Megalópolis coincide nesses
aspectos, mas sua produção é mais incoerente, antiquada e, sobretudo, ingênua (até
imita o cinema mudo).
Metrópolis, de Fritz Lang, era uma parábola cristã
sobre o mundo moderno e pecaminoso; Megalópolis é outra ao propor uma política
que sirva ao povo como solução para o populismo neofascista e sua manipulação
das massas. Não é que Coppola esteja equivocado num plano ideal; só que a
receita dele, mais romântica do que nunca, é baseada no amor. Hoje, quando as
intermináveis
imagens das
atrocidades em Gaza ou no L
íbano acabam por revelar a impot
ência das imagens para deter o massacre; quando o amor dos ativistas
de todo o mundo enfrenta cotidianamente a derrota, j
á n
ão podemos acreditar que a bondade seja suficiente para parar o
horror. É preciso algo mais, desde a tática até uma certa dureza.
Apesar de tudo, Coppola insiste
numa metáfora encantada: Cesar, um artista, pode parar o tempo; quando seu
poder começa a falhar, o amor de Julia o restaura. É claro que
Megalópolis
nos fala de visionários, artistas e da sua capacidade de moldar a História, mas
o capitalismo tardio resiste à imaginação e ao afeto: explora-nos (e teremos de
o explorar). Coppola já não existe para esses tempos, mas isso não significa
que deva ser ignorado.

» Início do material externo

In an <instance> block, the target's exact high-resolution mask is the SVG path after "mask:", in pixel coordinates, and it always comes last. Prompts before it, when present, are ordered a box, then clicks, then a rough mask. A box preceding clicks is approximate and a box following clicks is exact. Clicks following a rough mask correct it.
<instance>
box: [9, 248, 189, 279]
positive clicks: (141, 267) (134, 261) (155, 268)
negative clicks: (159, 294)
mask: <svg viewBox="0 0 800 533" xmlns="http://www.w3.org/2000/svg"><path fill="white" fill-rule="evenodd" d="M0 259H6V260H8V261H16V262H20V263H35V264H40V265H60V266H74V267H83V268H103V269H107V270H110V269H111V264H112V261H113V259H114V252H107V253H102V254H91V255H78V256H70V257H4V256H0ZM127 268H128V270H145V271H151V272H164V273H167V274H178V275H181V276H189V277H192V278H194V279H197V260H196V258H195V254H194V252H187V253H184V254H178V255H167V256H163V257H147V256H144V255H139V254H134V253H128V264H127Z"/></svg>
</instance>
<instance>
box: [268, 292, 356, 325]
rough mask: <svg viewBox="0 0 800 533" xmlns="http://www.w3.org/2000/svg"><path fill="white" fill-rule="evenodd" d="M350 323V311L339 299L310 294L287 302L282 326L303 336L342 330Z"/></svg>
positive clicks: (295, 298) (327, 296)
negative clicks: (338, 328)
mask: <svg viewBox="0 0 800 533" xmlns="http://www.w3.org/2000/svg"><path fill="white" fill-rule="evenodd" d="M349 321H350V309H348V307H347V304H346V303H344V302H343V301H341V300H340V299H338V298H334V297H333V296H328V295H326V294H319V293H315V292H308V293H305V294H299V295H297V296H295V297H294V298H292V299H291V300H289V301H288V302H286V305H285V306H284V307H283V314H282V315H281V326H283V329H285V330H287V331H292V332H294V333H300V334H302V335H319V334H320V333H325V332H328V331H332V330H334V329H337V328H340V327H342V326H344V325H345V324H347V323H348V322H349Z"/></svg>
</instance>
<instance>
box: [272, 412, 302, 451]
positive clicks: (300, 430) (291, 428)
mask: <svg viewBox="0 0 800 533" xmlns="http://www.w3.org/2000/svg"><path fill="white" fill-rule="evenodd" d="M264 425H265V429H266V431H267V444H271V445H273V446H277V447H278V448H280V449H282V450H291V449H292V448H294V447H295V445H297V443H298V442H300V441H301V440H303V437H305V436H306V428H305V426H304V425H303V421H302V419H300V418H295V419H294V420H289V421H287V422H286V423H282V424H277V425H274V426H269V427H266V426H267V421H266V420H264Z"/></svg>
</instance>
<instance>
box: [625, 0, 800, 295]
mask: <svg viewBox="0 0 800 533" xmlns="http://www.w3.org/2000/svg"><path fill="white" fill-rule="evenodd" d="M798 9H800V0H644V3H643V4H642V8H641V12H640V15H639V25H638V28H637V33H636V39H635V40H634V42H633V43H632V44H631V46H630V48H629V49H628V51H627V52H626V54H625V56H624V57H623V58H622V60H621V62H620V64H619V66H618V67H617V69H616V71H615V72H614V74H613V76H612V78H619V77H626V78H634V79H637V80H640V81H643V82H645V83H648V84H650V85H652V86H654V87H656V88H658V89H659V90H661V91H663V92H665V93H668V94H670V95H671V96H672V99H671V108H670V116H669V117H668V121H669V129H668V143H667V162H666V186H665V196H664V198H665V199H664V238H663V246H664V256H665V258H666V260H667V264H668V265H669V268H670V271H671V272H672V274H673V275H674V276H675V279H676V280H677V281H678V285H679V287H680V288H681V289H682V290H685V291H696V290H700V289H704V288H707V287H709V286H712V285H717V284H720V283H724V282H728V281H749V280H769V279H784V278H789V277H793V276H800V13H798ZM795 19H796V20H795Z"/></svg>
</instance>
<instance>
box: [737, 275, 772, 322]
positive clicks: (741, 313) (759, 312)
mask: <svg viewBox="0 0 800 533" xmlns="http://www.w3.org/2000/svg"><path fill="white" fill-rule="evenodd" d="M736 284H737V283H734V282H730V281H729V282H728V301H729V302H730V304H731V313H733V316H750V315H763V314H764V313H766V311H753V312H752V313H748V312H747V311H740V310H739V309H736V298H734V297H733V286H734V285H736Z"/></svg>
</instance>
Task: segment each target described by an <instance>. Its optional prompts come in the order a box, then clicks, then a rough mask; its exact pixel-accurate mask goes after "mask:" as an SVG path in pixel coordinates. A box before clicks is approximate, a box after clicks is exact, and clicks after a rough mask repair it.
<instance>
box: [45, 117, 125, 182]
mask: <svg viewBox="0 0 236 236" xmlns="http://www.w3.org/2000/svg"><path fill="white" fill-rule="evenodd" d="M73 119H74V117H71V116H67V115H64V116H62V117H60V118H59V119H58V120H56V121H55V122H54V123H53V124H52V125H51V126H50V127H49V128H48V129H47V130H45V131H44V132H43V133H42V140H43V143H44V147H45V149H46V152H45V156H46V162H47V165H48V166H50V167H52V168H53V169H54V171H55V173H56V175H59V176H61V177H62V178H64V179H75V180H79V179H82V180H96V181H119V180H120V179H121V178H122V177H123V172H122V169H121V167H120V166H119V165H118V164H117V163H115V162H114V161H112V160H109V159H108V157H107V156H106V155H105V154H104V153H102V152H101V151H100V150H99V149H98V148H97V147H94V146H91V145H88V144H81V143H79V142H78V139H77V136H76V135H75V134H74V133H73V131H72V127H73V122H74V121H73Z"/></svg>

Seus conselhos abrigam prudência e, embora suas formas
não contribuam para o futuro, a estreia de
Megalópolis é um
acontecimento. Ninguém hoje paga 120 milhões de dólares para partilhar a sua
utopia com públicos de todo o mundo. A própria existência do filme é um ato
amoroso de insurgência que encontra no capital uma oportunidade de ir além das
convenções da indústria: o cinema pode e talvez deva perder dinheiro porque não
é uma arte para os tíbios, mas para revolucionários.